20

2.4K 209 31
                                    




-... to my ich tu zwabiłyśmy.- oczy kobiety są zaszklone. Wygląda na winną, ale czy jest? Moje serce wali o ściany klatki piersiowej jakby chciało się wydostać. Tak naprawdę to, kto wynalazł to cholerstwo nie ma dla mnie znaczenia.. bo teraz nic z tego, co było nie ma znaczenia... Jednak ważność mojej matki, mojej ciotki.. moja nieświadomość.. to mnie oszałamia. Dorastałam w przekonaniu bycia nikim specjalnie ważnym i co? Okazuje się, że to moja rodzina odgrywała ogromną rolę w tym wszystkim. To my ich zwabiliśmy?


-Al..- zaczynam jąkając się. Nie mogę się wysłowić. Nie z nerwów. Z oszołomienia. Patrzę na falującą twarz, jak się okazuje, mojej ciotki i nie łącze wątków.- Al..e, ale jakie to ma teraz znaczenie?


-Jakie to ma teraz znaczenie?- pyta zdumiona kobieta wytrzeszczając oczy.- Maivis nie rozumiesz? Oni nie przylecieli na ziemię, bo jest taka piękna. Byliśmy zapewne ich tworem. Obserwowali nas ze swoich, zakładam większych, piękniejszych i o wiele bardziej potężnych planet. Patrz na ich broń. Ich karabiny potrafią przestrzelić ścianę o grubości 3 metrów. Nasze jedynie taką muskają. Ich bomby są jak zlepek kilku naszych atomowych. Unicestwili cały świat w zaledwie 2 lata! Sprowadzili nas do zera i dali nam spokój.- patrzę w oczy Anyi próbując zrozumieć wszystko co mówi.- Dlaczego całkiem nas nie zniszczyli? Czy to nie oczywiste? Bo jesteśmy ich chomiczkami w terrarium. Przybyli tylko i wyłącznie dlatego, że twoja matka wynalazła coś co by nas wzmocniło o wiele za bardzo. Zniszczyli to i dali nam spokój...

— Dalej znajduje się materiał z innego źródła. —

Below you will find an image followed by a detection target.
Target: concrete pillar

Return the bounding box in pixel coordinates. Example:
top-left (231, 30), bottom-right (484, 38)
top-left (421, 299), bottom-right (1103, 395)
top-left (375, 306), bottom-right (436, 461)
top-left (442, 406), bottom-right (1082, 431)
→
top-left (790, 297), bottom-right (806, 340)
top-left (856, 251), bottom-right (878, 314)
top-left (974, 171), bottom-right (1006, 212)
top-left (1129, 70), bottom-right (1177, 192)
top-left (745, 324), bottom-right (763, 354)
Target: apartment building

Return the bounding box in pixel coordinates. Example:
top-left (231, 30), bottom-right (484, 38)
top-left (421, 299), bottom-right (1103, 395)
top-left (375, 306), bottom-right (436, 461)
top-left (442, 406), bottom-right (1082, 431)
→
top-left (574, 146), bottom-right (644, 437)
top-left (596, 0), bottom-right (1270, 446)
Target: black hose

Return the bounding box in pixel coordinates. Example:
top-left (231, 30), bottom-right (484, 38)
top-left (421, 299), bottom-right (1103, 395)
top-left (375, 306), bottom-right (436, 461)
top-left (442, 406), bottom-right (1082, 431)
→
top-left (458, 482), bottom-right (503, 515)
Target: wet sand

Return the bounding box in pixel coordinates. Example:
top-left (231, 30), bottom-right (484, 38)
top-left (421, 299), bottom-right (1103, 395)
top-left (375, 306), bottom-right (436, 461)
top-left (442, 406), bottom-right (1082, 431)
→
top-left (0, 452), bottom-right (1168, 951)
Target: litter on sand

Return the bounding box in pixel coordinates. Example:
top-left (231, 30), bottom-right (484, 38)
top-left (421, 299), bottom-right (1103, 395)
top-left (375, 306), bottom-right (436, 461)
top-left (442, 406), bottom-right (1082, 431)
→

-Co do tego ostatniego kłóciłabym się.- mówię spuszczając wzrok. To wszystko to jakieś szaleństwo. Gonię pół świata za swoją siostrą,  narażam na śmierć nas wszystkich, znajduję ciotkę, dowiaduję się o swojej rodzinie rzeczy, które są niewiarygodne i w międzyczasie utwierdzam się o wszechmocy obcych. Co jeszcze się wydarzy? Moja babcia zmartwychwstanie, by się ze mną przywitać?


-Jest coś co ich tu trzyma...- Z zainteresowaniem ponownie lustruje twarz ciotki. Wnioskuje, że to co chce powiedzieć nie jest niczym specjalnie dobrym.


-Co masz na myśli?


-Oni zniszczyli wszystkie próbki E-27, ale..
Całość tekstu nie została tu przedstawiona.